Messages produced into [qa|prod]-archive-synced topic are created by Archive Sync Service for each object stored into Ceph. These messages have very simple format consisting of just three attributes:

Basic format

Messages are stored in JSON format and have to contain three attributes:

path attribute

This attribute contains path to object stored in Ceph. It must be real path with chunks splitted by slash character.

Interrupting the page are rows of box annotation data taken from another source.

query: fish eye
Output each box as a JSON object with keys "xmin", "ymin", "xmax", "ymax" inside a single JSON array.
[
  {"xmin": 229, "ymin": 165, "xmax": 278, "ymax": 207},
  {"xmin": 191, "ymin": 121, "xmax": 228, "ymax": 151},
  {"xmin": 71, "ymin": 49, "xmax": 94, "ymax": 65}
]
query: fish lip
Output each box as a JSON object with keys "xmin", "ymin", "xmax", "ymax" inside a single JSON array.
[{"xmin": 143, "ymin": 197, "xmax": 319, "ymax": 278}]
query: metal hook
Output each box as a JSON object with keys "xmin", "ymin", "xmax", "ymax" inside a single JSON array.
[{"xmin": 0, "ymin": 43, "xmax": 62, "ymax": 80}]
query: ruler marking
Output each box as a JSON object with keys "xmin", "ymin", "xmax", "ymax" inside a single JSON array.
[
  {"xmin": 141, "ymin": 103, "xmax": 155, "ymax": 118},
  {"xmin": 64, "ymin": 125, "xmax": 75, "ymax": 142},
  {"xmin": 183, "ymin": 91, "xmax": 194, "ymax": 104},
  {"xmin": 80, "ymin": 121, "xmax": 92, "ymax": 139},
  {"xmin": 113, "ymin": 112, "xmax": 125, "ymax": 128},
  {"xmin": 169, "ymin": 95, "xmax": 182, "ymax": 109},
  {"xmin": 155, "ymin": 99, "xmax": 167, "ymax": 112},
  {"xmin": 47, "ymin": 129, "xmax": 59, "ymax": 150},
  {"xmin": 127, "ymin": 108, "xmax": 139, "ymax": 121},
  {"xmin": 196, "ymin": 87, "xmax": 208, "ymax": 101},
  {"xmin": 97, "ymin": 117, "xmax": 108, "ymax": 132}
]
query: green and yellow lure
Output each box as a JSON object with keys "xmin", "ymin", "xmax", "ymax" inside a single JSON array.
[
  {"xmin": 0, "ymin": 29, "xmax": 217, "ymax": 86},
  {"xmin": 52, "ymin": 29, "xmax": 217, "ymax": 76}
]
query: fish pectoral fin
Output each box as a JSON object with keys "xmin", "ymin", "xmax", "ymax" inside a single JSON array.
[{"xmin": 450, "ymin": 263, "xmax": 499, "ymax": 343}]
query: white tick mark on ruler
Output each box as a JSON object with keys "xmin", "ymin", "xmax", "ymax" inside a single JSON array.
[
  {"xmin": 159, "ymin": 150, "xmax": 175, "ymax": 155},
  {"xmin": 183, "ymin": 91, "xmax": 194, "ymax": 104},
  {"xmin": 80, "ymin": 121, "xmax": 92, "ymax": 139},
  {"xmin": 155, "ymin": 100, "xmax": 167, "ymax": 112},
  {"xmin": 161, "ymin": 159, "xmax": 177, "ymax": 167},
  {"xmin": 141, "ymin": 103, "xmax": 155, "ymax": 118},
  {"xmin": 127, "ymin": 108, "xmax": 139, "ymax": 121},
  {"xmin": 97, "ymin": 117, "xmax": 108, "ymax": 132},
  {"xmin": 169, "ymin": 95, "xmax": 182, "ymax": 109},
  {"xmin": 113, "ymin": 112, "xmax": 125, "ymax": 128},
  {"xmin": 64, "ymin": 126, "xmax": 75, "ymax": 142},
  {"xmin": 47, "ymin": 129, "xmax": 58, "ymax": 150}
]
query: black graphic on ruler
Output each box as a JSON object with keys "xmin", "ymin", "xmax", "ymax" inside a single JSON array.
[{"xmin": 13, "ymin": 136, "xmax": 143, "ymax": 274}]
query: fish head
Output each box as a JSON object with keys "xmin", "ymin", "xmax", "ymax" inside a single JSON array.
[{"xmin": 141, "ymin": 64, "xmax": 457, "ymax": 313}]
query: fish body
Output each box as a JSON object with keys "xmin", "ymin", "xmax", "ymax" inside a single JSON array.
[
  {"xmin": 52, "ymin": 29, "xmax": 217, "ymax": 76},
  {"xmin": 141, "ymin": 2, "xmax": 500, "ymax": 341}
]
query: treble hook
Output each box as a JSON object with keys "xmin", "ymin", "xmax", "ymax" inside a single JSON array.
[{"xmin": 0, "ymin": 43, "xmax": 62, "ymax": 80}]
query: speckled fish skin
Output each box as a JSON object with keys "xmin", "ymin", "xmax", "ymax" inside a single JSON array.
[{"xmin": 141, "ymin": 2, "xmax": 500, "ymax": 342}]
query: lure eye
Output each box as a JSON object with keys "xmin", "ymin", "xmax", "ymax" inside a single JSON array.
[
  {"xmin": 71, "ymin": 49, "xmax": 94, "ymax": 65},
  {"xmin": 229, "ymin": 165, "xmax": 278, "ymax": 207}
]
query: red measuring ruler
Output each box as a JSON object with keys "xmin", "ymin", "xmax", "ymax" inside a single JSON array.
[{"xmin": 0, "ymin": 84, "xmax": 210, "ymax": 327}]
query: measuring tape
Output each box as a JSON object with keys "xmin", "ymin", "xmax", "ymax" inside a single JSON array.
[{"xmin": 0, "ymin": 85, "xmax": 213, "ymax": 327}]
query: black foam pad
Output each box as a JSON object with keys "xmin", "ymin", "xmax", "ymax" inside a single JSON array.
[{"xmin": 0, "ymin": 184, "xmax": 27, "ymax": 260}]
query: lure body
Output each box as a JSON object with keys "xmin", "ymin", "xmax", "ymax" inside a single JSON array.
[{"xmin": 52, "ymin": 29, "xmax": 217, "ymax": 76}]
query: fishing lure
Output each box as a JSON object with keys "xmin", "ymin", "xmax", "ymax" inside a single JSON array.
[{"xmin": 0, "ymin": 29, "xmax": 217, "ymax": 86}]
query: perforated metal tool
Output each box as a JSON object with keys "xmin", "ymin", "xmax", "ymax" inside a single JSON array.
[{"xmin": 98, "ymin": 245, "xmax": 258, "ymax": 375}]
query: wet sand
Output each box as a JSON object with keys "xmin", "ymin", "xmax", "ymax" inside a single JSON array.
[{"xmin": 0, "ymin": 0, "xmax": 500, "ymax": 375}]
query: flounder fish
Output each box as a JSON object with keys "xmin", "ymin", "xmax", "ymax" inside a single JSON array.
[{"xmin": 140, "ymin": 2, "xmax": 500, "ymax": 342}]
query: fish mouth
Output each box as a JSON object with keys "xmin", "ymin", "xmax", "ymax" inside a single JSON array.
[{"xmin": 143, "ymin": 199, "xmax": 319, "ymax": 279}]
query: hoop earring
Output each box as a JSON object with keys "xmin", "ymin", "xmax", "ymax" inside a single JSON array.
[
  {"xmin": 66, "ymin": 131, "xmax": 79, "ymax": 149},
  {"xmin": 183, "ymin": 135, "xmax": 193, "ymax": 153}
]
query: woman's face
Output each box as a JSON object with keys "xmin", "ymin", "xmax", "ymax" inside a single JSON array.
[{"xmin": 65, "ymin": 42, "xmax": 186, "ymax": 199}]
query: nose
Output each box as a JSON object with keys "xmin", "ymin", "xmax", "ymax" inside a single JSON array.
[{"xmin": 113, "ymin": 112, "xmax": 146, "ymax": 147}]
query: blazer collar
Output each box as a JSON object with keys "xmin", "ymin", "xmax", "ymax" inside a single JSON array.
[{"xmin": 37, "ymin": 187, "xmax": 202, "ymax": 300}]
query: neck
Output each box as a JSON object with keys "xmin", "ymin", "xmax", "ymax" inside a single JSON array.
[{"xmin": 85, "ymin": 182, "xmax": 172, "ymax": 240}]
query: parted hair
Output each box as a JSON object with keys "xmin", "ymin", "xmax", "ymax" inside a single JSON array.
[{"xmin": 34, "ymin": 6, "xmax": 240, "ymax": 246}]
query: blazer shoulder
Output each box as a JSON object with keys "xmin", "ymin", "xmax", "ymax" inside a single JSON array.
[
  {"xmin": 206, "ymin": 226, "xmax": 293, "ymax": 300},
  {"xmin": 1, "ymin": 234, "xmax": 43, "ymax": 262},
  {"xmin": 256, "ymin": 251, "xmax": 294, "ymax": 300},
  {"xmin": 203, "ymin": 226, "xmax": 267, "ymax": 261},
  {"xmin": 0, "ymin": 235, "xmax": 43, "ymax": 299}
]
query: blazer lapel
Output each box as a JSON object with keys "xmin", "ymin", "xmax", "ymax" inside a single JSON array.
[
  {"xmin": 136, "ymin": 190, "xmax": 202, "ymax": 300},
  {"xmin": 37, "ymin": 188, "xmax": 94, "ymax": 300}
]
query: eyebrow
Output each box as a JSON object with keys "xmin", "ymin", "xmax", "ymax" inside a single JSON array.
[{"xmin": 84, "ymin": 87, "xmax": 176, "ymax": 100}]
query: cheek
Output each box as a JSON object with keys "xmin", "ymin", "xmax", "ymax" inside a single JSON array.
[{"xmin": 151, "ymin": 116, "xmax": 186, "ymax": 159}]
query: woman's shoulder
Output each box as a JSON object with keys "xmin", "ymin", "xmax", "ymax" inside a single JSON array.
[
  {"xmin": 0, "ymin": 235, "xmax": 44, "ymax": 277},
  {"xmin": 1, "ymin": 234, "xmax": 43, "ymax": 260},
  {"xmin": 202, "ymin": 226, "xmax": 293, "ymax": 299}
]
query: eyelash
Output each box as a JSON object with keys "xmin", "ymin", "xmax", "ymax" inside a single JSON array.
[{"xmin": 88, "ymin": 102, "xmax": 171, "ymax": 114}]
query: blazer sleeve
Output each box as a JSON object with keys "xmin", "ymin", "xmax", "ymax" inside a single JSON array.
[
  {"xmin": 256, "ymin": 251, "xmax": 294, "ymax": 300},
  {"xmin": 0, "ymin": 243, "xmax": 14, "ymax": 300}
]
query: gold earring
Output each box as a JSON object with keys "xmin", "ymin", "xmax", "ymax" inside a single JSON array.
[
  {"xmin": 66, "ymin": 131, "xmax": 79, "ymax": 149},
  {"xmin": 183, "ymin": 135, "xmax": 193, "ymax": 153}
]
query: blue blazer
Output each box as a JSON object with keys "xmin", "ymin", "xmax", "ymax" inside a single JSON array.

An example of path structure:

archives/compressed/$ORG_ID/$CLUSTER_ID/$YEAR$MONTH/$DAY/$TIME.tar.gz

original_path attribute

This attribute contains path to object stored in AWS S3. It must be real path with chunks splitted by slash character.

An example of path:

1234567/abcd1234-1234-abcd-5678-1234abcd1234/20200609125740-1234567890abcdef1234567890abcdef

metadata attribute

This attribute contains two required sub-nodes:


NOTE

cluster_id uses its canonical textual representation: the 16 octets of a UUID are represented as 32 hexadecimal (base-16) digits, displayed in five groups separated by hyphens, in the form 8-4-4-4-12 for a total of 36 characters (32 hexadecimal characters and 4 hyphens). For more information please look at Universally Unique Identifier in Wikipedia.

An example of UUID:

3ba9b042-b8b8-4714-98e9-17915c2eeb95

Possible enhancements

It would be possible to add a schema version into generated messages in JSON format.